Chloe Farrant is a multidisciplinary artist whose work centres on fragility, survival and belonging.
Working across porcelain, painting and public spaces, Farrant develops recurring animal figures - most notably Stray, a fox inhabiting the margins of the city.
Through repetition and return, she creates a symbolic world where fracture remains visible and gold seams appear as vital lines, recalling sap or blood, suggesting that what breaks continues to live. Companion forms and brief textual fragments extend this environment beyond the singular object. The work considers survival, value and belonging within unstable systems.
Wildness, fragility and repair
My work explores what exists at the edges, between wildness and containment, fragility and endurance.

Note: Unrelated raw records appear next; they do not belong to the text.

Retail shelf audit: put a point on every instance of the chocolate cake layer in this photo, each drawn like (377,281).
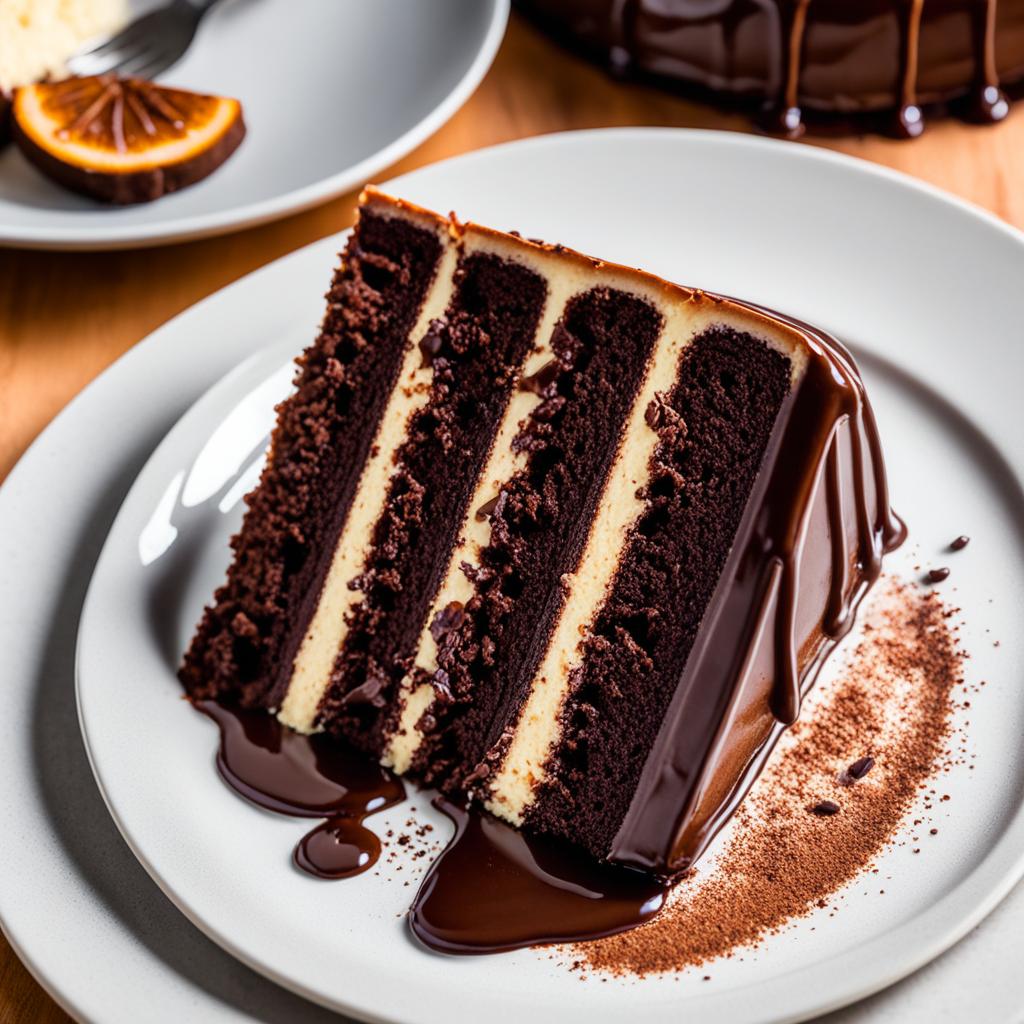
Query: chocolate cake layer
(247,639)
(475,356)
(489,648)
(825,57)
(713,430)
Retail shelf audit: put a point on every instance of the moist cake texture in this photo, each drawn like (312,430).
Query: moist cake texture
(549,534)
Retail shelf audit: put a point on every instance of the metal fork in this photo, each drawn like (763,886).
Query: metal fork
(147,46)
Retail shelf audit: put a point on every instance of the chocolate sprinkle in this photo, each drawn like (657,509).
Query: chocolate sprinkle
(540,382)
(747,894)
(487,508)
(430,343)
(857,771)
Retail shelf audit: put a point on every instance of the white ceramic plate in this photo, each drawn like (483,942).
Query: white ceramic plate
(860,251)
(333,91)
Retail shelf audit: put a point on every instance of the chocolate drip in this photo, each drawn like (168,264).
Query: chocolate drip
(827,71)
(496,888)
(988,101)
(825,432)
(786,117)
(909,120)
(307,777)
(828,393)
(622,17)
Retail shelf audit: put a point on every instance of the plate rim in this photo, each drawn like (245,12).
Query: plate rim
(296,201)
(927,950)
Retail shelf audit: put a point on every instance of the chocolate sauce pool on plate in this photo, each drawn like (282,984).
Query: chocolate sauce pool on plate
(492,889)
(495,888)
(306,777)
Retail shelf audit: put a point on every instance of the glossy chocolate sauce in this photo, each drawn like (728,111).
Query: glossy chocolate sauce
(492,889)
(306,777)
(496,888)
(865,64)
(756,622)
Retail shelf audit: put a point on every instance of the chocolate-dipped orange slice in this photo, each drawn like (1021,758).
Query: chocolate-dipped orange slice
(124,140)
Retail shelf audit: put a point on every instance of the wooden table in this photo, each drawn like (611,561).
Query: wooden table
(64,317)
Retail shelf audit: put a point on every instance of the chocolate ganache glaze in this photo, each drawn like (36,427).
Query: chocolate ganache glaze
(787,595)
(810,57)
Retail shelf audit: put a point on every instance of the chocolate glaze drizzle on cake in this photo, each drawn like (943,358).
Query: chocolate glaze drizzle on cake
(878,61)
(561,539)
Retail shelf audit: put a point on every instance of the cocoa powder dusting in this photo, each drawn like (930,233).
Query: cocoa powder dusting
(892,702)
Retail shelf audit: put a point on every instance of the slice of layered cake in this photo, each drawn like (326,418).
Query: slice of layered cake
(550,534)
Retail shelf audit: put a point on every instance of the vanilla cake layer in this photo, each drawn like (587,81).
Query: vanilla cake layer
(551,534)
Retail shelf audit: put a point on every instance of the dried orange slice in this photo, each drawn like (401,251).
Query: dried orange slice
(124,140)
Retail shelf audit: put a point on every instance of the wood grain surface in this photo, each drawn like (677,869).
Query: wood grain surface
(64,317)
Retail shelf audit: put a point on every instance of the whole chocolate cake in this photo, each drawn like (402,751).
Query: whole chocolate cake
(552,535)
(864,60)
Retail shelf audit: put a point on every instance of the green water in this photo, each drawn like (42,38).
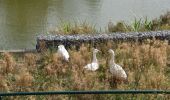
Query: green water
(22,20)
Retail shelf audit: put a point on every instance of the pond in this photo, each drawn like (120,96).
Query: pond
(22,20)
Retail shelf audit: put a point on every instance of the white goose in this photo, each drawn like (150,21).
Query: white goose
(116,70)
(94,65)
(63,52)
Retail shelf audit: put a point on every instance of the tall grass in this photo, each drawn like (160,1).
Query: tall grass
(146,65)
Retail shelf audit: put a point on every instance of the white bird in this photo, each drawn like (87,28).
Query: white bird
(116,70)
(63,52)
(94,65)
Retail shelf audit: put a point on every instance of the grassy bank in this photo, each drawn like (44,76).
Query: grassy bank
(143,24)
(147,66)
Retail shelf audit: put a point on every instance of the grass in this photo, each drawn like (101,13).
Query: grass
(142,24)
(146,65)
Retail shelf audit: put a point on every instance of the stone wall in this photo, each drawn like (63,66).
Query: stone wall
(50,41)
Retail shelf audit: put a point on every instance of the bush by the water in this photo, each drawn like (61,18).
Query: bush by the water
(147,66)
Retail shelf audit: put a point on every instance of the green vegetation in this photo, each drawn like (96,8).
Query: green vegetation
(162,23)
(147,65)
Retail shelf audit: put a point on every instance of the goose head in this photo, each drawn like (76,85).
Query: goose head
(111,52)
(96,51)
(61,46)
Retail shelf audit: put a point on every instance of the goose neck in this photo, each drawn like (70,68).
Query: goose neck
(94,57)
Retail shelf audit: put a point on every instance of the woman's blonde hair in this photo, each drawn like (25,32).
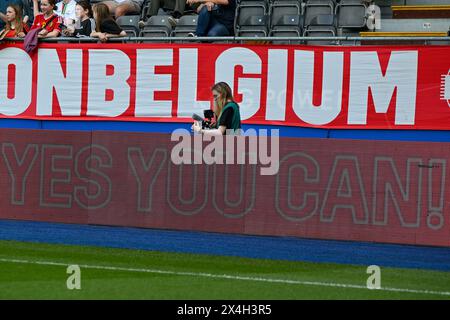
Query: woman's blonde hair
(225,95)
(101,11)
(18,24)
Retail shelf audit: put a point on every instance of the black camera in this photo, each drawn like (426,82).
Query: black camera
(207,120)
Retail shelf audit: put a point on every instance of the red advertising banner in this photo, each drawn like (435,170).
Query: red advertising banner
(386,87)
(380,191)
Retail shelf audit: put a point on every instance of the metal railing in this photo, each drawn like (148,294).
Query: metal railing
(336,40)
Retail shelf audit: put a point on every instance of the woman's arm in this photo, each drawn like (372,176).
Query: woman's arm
(197,127)
(35,8)
(121,34)
(53,34)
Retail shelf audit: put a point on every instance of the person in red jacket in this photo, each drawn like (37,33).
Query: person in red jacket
(15,27)
(46,19)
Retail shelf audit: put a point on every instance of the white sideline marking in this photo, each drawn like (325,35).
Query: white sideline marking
(225,276)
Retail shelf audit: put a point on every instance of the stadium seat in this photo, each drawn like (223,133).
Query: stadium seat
(421,11)
(185,25)
(130,24)
(350,14)
(316,7)
(246,9)
(157,26)
(287,26)
(254,26)
(279,8)
(321,25)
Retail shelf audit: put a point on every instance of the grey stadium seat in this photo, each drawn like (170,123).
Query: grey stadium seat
(254,26)
(185,25)
(278,9)
(287,26)
(351,14)
(157,26)
(130,24)
(316,7)
(246,9)
(321,26)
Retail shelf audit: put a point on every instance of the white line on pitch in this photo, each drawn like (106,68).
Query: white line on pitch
(226,276)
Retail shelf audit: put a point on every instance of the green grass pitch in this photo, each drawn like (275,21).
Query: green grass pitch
(39,271)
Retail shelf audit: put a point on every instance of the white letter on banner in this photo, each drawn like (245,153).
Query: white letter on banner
(365,73)
(147,82)
(67,85)
(251,87)
(333,64)
(276,85)
(22,98)
(187,85)
(99,82)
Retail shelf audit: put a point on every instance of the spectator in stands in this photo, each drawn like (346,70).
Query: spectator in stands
(15,27)
(106,27)
(120,8)
(66,10)
(226,110)
(47,20)
(215,17)
(85,24)
(24,9)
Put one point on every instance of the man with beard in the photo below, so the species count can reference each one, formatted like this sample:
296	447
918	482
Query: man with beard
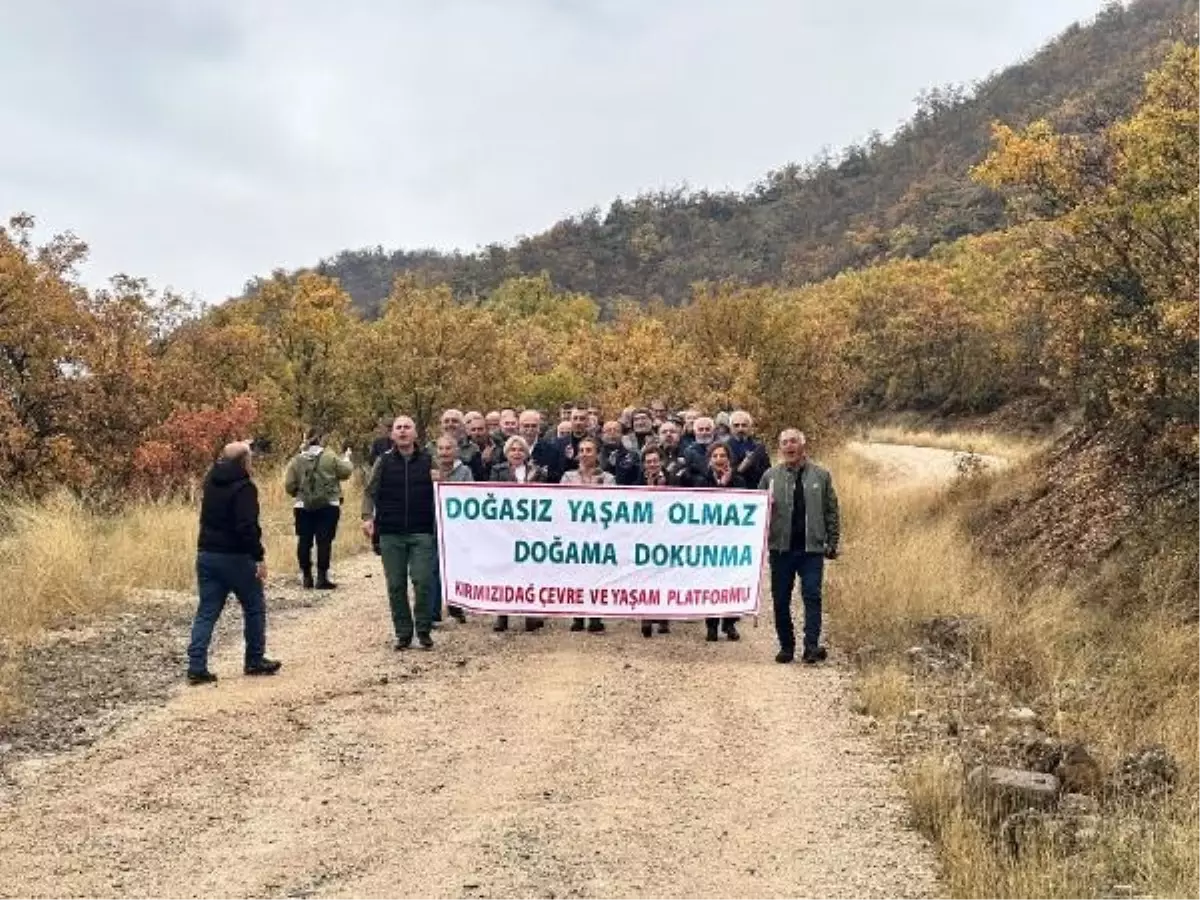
546	454
696	453
675	465
750	456
570	444
508	427
616	457
642	431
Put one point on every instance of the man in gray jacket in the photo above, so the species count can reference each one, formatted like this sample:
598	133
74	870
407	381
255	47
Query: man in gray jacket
804	532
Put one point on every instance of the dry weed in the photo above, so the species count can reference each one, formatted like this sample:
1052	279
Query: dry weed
1092	671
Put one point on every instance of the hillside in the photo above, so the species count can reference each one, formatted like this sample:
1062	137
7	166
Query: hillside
804	222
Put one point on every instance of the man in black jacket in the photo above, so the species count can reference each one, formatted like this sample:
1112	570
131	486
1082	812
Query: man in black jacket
545	451
229	559
397	504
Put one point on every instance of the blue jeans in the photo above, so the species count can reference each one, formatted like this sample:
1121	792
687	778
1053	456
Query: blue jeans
785	569
217	576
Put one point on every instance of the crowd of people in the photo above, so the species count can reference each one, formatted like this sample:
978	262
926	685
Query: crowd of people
642	447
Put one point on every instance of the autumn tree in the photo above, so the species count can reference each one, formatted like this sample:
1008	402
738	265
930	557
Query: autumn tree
1121	255
43	331
426	352
306	321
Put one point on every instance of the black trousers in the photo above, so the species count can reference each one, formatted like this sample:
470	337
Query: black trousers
317	526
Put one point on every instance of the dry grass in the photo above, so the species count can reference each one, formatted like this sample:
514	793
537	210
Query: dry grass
969	442
60	559
1092	673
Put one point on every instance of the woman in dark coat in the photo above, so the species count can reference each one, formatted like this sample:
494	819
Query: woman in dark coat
720	474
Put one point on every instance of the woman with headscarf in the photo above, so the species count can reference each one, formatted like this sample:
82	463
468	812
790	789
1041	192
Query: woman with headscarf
519	468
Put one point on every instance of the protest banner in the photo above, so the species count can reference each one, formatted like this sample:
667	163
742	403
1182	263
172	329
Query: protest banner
609	552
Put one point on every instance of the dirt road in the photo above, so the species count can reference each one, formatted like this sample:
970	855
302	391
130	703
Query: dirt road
497	766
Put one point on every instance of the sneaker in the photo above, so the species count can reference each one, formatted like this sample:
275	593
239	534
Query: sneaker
263	667
814	654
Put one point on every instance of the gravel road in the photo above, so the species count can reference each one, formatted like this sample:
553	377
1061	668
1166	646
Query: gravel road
497	766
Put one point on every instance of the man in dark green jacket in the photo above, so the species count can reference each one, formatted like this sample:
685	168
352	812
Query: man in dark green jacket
397	504
313	479
805	529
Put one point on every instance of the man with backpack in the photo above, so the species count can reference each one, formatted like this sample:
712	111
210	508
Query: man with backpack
315	479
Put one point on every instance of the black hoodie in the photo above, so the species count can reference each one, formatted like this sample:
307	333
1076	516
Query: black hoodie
229	511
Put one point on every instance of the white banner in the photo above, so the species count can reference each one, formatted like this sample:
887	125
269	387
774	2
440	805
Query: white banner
610	552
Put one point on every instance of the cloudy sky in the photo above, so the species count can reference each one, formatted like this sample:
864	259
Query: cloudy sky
202	142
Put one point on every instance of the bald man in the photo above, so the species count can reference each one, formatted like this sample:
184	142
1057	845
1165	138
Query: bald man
397	507
229	561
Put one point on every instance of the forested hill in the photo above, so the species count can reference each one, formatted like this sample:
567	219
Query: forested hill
883	199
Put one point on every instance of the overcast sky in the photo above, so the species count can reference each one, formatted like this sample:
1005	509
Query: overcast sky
202	142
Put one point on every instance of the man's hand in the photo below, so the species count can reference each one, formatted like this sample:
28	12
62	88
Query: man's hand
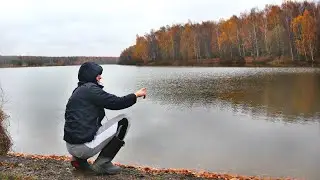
141	93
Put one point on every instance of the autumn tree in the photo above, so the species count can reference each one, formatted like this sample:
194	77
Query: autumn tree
304	28
291	30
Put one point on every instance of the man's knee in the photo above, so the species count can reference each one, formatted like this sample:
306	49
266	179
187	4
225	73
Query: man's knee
122	129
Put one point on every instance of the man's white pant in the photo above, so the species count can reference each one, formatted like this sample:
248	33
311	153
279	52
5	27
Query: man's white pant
104	135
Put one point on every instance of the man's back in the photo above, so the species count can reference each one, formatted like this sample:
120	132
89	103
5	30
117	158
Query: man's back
82	116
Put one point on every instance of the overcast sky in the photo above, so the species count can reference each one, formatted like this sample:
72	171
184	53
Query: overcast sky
99	27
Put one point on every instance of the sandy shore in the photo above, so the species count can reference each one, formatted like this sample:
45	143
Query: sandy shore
24	166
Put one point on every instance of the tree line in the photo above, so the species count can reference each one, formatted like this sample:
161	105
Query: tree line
289	32
16	61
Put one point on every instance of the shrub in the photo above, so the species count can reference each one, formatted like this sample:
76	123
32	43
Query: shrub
5	141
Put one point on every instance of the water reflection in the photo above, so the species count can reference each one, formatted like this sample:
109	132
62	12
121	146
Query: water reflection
291	97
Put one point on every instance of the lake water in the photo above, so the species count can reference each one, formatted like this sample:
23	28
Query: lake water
251	121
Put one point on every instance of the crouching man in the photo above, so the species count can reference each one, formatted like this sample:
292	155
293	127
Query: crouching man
84	133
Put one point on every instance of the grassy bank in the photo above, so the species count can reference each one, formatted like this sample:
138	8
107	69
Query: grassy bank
58	167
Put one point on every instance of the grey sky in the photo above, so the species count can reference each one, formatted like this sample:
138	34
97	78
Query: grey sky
99	27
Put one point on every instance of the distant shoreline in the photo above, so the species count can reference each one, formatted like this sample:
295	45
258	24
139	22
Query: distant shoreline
41	61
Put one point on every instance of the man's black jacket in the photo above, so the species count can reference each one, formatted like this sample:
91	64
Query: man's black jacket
85	111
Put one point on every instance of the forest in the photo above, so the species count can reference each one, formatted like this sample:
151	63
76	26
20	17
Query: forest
18	61
286	34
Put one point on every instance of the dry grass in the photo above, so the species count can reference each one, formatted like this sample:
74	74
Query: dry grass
5	141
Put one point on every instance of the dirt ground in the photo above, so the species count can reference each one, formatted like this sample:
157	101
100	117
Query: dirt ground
19	166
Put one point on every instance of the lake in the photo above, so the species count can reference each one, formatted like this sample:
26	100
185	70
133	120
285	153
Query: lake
250	121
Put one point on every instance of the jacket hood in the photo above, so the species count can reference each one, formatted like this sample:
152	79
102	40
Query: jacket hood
88	72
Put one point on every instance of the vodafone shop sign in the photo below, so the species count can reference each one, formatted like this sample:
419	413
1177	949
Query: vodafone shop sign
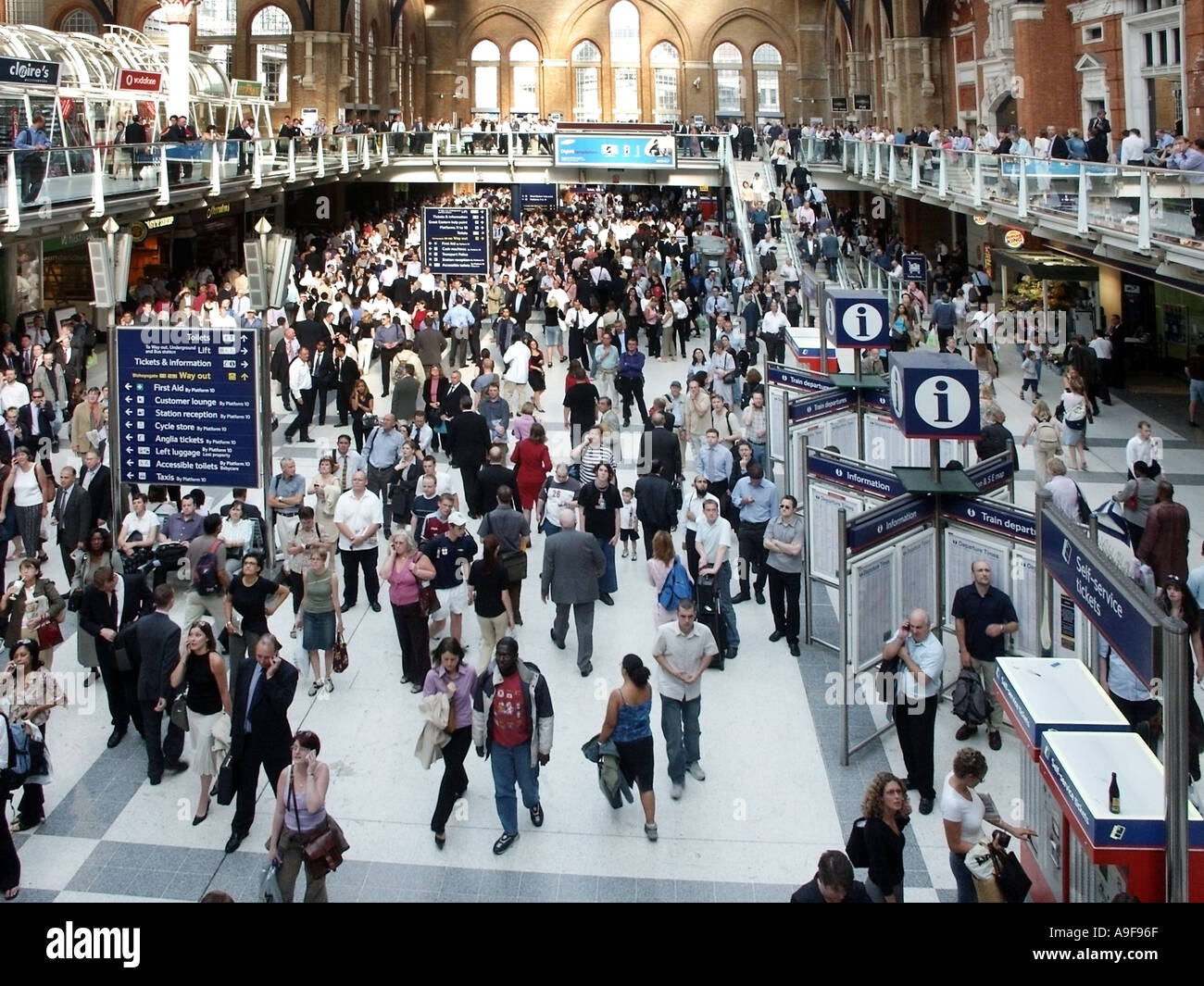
139	81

Animals and blooms appear again and again in my practice. They hold emotional weight for me as they become ways of thinking through survival, presence and care.
Working across porcelain, painting and public space, I am drawn to what persists and how something delicate can still carry strength and resilience.
Material and Transformation
Porcelain begins soft and responsive. It records touch, pressure and time before being transformed by fire into something enduring. I’m interested in that shift - from yielding to resolute.
Gold is introduced not as decoration, but as emphasis. It marks what is precious. It holds attention.
The act of making is slow and meditative. Repetition, layering and firing become a way of stabilising fragile forms without erasing their vulnerability.
On the edge - Stray
Stray occupies the margins of the city, installed on weathered surfaces beyond institutional space.
Temporary and exposed, he operates outside containment, moving through life without a fixed space. He represents those who feel displaced, overlooked or in-between.
Placed in public view, he becomes a quiet companion, offering comfort through recognition.